Friday, December 18, 2009
Pumpkin Spice Trifle
1 (15-ounce) can pumpkin puree - mind you this is not pumpkin pie filling.
1 teaspoon [good] vanilla ...
1 teaspoon ground cinnamon
1/2 teaspoon ground ginger
1 pinch ground cloves
1 pinch salt
1 (7.5-ounce) jar marshmallow cream, divided
3 cups chopped gingersnap cookies
3 tablespoons dark rum
Gather your infantry of bowls... you're going to need quite a few for this dessert!
In a medium bowl, beat the heavy cream until stiff. Set aside 2 cups of the whipped cream in a small bowl and refrigerate until ready to serve trifle.
Pumpkin Mousse: In a large bowl, stir together the pumpkin, vanilla, cinnamon, ginger, clov es, and salt. Fold in 1/2 of the marshmallow cream, then 1/2 of the remaining whipped cream. DO NOT OVER MIX- just fold gently.
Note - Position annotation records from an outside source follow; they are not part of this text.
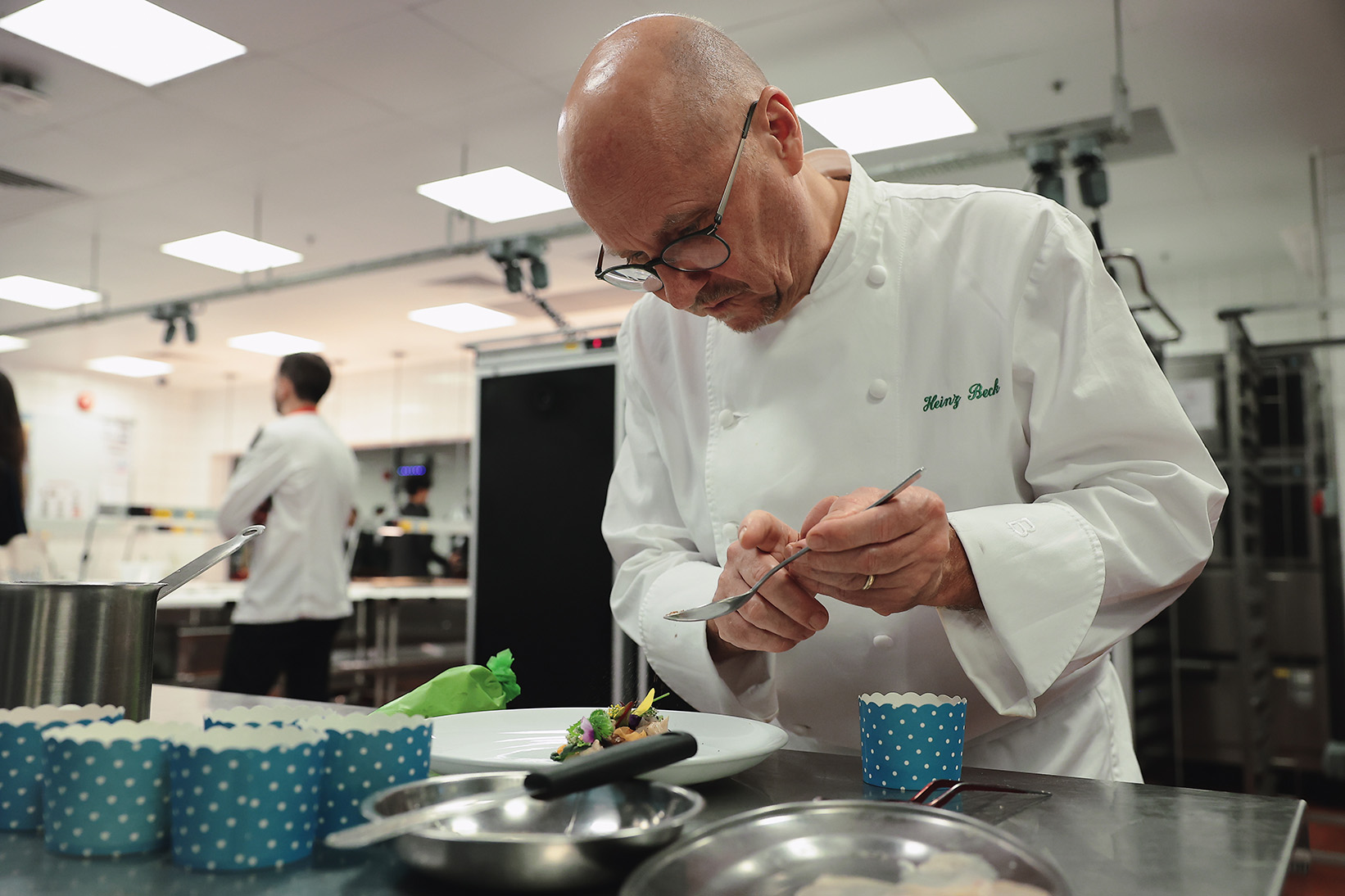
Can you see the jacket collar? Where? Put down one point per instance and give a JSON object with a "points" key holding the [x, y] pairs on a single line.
{"points": [[856, 245]]}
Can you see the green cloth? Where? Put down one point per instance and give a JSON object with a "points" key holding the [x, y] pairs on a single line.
{"points": [[463, 689]]}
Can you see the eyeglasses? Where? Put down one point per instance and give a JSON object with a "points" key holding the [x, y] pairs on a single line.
{"points": [[700, 251]]}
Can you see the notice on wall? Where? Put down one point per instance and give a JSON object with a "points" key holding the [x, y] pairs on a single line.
{"points": [[1200, 400], [75, 463]]}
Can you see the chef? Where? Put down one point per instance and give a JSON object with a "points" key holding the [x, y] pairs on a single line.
{"points": [[810, 338]]}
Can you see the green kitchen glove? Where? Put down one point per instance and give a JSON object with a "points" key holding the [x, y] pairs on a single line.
{"points": [[463, 689]]}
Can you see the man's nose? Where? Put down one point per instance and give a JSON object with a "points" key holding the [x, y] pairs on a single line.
{"points": [[682, 287]]}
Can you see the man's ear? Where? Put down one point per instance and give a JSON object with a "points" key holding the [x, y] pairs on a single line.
{"points": [[783, 124]]}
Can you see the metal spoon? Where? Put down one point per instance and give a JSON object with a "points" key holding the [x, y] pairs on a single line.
{"points": [[724, 607]]}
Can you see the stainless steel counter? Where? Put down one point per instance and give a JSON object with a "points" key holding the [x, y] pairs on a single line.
{"points": [[1107, 839]]}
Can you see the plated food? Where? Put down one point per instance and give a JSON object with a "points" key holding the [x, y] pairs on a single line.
{"points": [[525, 739], [618, 724]]}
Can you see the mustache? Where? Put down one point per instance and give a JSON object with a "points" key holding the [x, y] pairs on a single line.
{"points": [[714, 293]]}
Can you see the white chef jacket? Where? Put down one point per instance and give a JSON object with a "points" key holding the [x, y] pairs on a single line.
{"points": [[297, 567], [972, 331]]}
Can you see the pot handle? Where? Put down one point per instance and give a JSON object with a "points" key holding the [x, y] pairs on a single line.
{"points": [[179, 577]]}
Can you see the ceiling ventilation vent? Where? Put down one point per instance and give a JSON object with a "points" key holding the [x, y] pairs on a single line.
{"points": [[23, 197], [15, 179]]}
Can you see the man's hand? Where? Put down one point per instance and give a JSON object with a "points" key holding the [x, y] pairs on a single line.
{"points": [[781, 613], [907, 546]]}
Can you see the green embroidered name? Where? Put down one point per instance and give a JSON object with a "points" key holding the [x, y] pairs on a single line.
{"points": [[976, 391]]}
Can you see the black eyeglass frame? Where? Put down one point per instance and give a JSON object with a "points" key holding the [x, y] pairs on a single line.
{"points": [[705, 232]]}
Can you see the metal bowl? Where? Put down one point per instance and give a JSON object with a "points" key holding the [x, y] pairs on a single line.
{"points": [[582, 839], [779, 849]]}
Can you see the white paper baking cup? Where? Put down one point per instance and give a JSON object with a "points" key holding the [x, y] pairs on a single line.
{"points": [[907, 740], [105, 787]]}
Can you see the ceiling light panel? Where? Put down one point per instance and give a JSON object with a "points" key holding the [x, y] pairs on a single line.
{"points": [[131, 38], [232, 251], [274, 343], [463, 318], [128, 366], [45, 293], [500, 194], [884, 117]]}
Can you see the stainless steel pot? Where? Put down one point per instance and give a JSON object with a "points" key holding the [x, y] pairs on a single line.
{"points": [[88, 644]]}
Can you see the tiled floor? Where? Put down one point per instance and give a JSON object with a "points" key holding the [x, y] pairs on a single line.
{"points": [[1326, 875]]}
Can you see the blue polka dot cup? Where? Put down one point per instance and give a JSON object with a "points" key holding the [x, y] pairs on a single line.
{"points": [[106, 787], [366, 753], [907, 740], [245, 797], [20, 756]]}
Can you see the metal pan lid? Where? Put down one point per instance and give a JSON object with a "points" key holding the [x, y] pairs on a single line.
{"points": [[781, 849]]}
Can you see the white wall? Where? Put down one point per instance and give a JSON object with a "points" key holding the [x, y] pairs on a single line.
{"points": [[183, 441]]}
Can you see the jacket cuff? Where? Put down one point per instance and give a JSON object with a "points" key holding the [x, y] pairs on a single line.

Repeat and fold in the remaining 1/2 marshmallow cream and remaining 1/2 of the whipped cream until combined. If you over mix this- you will have flat whipped cream... no body wants that.
In a small bowl, sprinkle the chopped gingersnap cookies with rum.
Spoon 1/3 of the pumpkin mousse into the trifle bowl, spreading evenly... Try to make sure it goes up the edges of the bowl a little bit so you can see it from the outside! Sprinkle 1/2 of the gingersnap cookies on top. Spoon another 1/3 of the pumpkin mousse over the cookies. Repeat with the remaining 1/2 of the remaining gingersnap cookies, then top with the final layer of pumpkin mousse. Cover with plastic wrap and refrigerate at least 1 hour and up to 4 hours.
Just before serving this masterpiece, top with the reserved 2 cups whipped cream and sprinkle with the crushed gingersnaps.
There, my friend, you have just made a beautiful trifle!